Doctors say that there has been no significant change in their ability to keep very premature babies alive at younger than 24 weeks.
Dawn Primarolo, the Health Minister, said: "There is no science that shows us that the survival rates have changed since we took the decision to have the time limit at 24 weeks."
In 2006, the number of "late" abortions taking place in England and Wales - those between 20 and 24 weeks - was 2,948, about 1.5 per cent of the 193,700 legal abortions that took place that year.
At the other end of the spectrum, 89 per cent of abortions took place at 12 weeks or less.
The reasons for late abortions include risks to the mother's health and severe disability of the developing foetus. Research also suggests that up to 40 per cent of young girls and older women do not realise that they are pregnant for several months, and then agonise for several weeks over whether to terminate the pregnancy.

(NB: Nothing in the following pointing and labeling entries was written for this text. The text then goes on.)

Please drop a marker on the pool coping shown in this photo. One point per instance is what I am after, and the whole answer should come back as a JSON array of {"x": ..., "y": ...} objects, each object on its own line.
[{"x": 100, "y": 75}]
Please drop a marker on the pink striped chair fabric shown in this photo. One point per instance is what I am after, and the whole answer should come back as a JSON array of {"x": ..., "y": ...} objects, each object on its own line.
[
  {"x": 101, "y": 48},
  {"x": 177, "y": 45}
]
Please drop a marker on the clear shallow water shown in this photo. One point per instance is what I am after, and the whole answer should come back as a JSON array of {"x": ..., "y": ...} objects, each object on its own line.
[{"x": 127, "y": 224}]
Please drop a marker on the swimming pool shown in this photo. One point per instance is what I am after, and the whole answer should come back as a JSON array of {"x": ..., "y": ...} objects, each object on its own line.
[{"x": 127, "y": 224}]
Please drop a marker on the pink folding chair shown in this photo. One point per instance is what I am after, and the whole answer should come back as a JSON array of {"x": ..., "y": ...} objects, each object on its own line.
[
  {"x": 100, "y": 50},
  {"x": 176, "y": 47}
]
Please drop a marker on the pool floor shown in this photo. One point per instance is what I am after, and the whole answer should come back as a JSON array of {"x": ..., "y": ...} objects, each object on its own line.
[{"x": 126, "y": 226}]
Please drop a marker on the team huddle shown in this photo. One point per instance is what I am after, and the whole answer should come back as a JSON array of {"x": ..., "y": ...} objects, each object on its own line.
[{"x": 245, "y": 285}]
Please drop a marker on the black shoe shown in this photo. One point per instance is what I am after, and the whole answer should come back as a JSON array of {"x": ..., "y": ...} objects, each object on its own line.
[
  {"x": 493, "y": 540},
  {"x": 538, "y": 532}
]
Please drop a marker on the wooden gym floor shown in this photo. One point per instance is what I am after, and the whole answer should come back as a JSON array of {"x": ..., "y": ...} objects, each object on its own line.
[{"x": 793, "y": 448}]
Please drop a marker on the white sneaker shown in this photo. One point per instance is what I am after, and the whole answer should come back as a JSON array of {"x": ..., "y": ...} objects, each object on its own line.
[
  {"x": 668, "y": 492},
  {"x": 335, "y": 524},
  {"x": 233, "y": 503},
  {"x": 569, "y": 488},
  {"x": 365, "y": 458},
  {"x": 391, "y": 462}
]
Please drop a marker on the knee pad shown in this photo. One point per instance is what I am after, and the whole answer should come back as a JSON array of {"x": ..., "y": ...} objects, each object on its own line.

A majority of women say they should have the right to an abortion at between 20 and 24 weeks of their pregnancy and want the law to stay as it is. A poll of women of childbearing age, conducted by Ipsos MORI on behalf of Marie Stopes International found that 61 per cent say that there should be access to late abortion services for a wide range of circumstances.
When both men and women are asked, however, a majority favour banning abortion earlier. A YouGov poll for the Sunday Times found that only 35 per cent supported the current time limit, and 48 per cent wanted it cut to 20 weeks.
David Cameron today backed a reduction to 22 weeks, though the Conservative leader said that his view was personal and it was a matter of individual conscience for MPs.
“I will certainly vote for 22 weeks, I think this is a really difficult issue, it is another issue of conscience, there is no party whip, Conservatives will be voting in all sorts of different directions,” he told GMTV.
“I think the reason personally why I want to see it come from 24, definitely to 22, is because there are now children surviving, being born at 22, or 23 weeks who survive.
“I think that it is very difficult to have a system that is aborting foetuses at that age when children are surviving. That is my personal view.”